In a contest of negatives, the Conservatives can usually win. After all this is what Conservatism is about—not to make changes unless they are absolutely necessary. Labour, despite its conservative elements, is by nature a reforming party, compounded of Radicals and Socialists. It cannot keep going without believing in something. Though there was certainly a real swing of voters from Labour to Conservative, there was also a considerable abstention by Labour voters and still more an indifference among Labour workers. The great disease of Labour leaders is to aspire to be a National government—very pleasing for themselves, but less inspiring for their followers. They rejoice to be the Queen’s ministers. They demonstrate, what is no doubt true, the sincerity of their patriotism. If National government is the aim, why bother to have a Labour and Socialist movement at all? Why not resurrect Ramsay MacDonald and have the National government of 1931 all over again? Harold Wilson took Stanley Baldwin for a model throughout his campaign—not a good example for a Radical leader to follow.
Real Radical leaders are far and few between, though they then make an impact which lasts for a generation. In this century we have only had Lloyd George and Aneurin Bevan, and I am not sure about Bevan. Venturing into American affairs, I would suppose that there has only been F. D. Roosevelt. Failing such figures, politics go jogging along, with the Radicals in spluttering, though not always successful, rebellion. The general election of 1970 was itself a sort of popular rebellion. The people had been treated with contempt, first by the pollsters and then by Harold Wilson. They responded by showing that the contempt was undeserved.

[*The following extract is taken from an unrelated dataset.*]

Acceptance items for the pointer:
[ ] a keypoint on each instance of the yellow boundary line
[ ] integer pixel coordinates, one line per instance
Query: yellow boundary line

Apart from this, the election did not demonstrate anything in particular. It did not indicate a rise in racialist feeling. It did not show a profound dissatisfaction with economic conditions. The few candidates who espoused the Common Market were howled down, but maybe this too does not prove anything. In our equable climate, if you foretell that the weather tomorrow will be what it has been today, you will be more often right than wrong and also more right than the scientific weather forecasts. So it is likely to be in politics. They will be much what they have been, though perhaps a little less so.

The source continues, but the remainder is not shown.